I guess I've been busy with the Airads business and just as importantly, finishing-off my commercial pilot's license.
Having passed the final flight test (GFT) , with no more right to fly in God's clean air than a weasel or at least I'm sure the CAA examiner thought so, now what? The GFT and the pre-test, the 170A were each two hours of stress-filled torture that left me wondering why, at my age, I was putting myself through it. Almost two years of my life has been lost in cramming for the exams and learning to fly with the absolute precision demanded of a commercial pilot.
After over ten years of flying about, you might think that I could fly already. True, but rather like taking an advanced driving test, one has to be able to demonstrate control and knowledge of a complex aircraft in a manner which is acceptable to the CAA and their examiners as a public transport pilot. It comes as a rude shock!
Working-up to the flight exam is rather like honing oneself for the Olympics in anticipation of the skills tests. As an example, one has to memorise the emergency checklists because there's absolutely no point in trying to read a checklist when the examiner throws a fire drill and or engine failure at you.

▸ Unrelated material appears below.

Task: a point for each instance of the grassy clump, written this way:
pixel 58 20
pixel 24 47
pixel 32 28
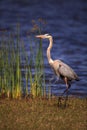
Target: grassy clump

If you get the checks out of sequence, it's a fail and the stress factor is something else; which is all part of the course, seeing if the candidate panics or makes critical mistakes.
Anyway, it's all over now and the next step is the Instrument Rating on multi-engines, perhaps followed by a type-rating on small business jets if I can justify the costs.
I'm just reminded that the aircraft pictured crashed within a few hundred yards of where I live sixty years ago this week!